La couverture médiatique des écoles occupées : silence et criminalisation

 | Par Coletivo Intervozes, Marina Pita

Comme maintes fois dans l’histoire, la presse, lorsqu’elle n’invisibilise pas l’action des étudiants, elle criminalise les occupations et ceux qui se battent pour leurs droits.

Source : Carta Capital - 02/11/2016
Traduction pour Autres Brésils : Luc Duffles Aldon
(Relecture : Karina Duarte)

Alors qu’ils étaient plutôt rares avant, aujourd’hui les reportages sur les occupations ne donnent toujours pas la parole aux étudiants. Sur la photo, le Collège Pedro II, occupé depuis le 31/10/2016. Source : Carta Capital.

Le silence peut en dire plus que mille mots.
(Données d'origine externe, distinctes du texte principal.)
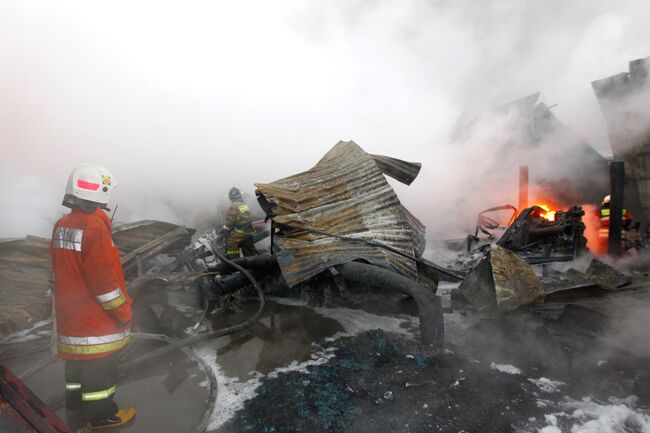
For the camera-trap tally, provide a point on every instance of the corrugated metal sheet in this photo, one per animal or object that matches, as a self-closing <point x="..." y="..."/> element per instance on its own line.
<point x="625" y="101"/>
<point x="344" y="195"/>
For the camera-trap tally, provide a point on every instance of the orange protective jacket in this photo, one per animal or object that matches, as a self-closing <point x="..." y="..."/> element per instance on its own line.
<point x="93" y="309"/>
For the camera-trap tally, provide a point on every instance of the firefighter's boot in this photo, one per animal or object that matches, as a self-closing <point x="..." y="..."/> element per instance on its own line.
<point x="122" y="417"/>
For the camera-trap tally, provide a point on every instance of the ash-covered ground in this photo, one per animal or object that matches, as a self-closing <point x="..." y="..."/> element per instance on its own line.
<point x="522" y="372"/>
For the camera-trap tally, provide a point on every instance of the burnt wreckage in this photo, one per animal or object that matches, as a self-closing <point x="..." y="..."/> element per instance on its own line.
<point x="338" y="224"/>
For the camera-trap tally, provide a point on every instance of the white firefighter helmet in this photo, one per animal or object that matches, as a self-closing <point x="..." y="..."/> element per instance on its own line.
<point x="90" y="182"/>
<point x="606" y="199"/>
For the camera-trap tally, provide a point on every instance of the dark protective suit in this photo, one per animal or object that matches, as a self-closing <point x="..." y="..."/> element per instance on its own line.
<point x="240" y="226"/>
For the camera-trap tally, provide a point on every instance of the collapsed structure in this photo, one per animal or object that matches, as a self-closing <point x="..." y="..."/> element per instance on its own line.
<point x="625" y="101"/>
<point x="342" y="210"/>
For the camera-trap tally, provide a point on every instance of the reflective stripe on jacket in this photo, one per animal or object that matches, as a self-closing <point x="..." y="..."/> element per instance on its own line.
<point x="93" y="310"/>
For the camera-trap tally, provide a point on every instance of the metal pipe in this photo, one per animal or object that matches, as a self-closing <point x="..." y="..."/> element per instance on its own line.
<point x="617" y="182"/>
<point x="432" y="327"/>
<point x="523" y="187"/>
<point x="267" y="263"/>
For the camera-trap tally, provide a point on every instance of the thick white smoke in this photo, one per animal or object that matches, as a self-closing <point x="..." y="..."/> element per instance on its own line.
<point x="183" y="100"/>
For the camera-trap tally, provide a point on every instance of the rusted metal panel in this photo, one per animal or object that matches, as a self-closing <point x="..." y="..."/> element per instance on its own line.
<point x="403" y="171"/>
<point x="344" y="196"/>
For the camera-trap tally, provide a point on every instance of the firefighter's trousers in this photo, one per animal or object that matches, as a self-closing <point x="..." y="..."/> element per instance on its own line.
<point x="90" y="387"/>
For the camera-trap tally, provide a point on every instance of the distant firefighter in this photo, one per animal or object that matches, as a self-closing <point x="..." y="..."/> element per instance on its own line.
<point x="238" y="227"/>
<point x="92" y="307"/>
<point x="603" y="231"/>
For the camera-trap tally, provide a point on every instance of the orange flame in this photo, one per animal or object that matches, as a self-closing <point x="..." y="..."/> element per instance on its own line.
<point x="549" y="214"/>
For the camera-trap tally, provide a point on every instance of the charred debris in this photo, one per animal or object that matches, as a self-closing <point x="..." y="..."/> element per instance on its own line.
<point x="337" y="235"/>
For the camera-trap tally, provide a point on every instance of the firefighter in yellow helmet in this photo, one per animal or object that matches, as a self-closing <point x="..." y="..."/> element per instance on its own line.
<point x="239" y="227"/>
<point x="603" y="231"/>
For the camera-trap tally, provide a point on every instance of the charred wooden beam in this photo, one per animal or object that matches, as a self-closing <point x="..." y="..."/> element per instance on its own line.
<point x="617" y="179"/>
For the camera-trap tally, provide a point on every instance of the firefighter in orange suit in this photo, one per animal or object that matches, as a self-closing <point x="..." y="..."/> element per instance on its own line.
<point x="92" y="307"/>
<point x="238" y="227"/>
<point x="603" y="231"/>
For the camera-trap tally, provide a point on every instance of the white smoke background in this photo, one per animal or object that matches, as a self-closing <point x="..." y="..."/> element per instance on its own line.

Cette phrase – de celles partagées sur les groupes de WhatsApp ce matin – prend tout son sens dans la situation actuelle du pays.

Dans un contexte où plus d’un millier d’écoles dans tout le Brésil sont occupées en réaction au Projet d’Amendement à la Constitution « PEC 241 » et à la « Mesure Provisoire » pour la réforme de l’enseignement secondaire, le silence de la presse sur la mobilisation des étudiants est un autre chapitre sombre du processus par lequel passe le pays, représentatif du manque de diversité et de garantie d’accès à l’information au Brésil.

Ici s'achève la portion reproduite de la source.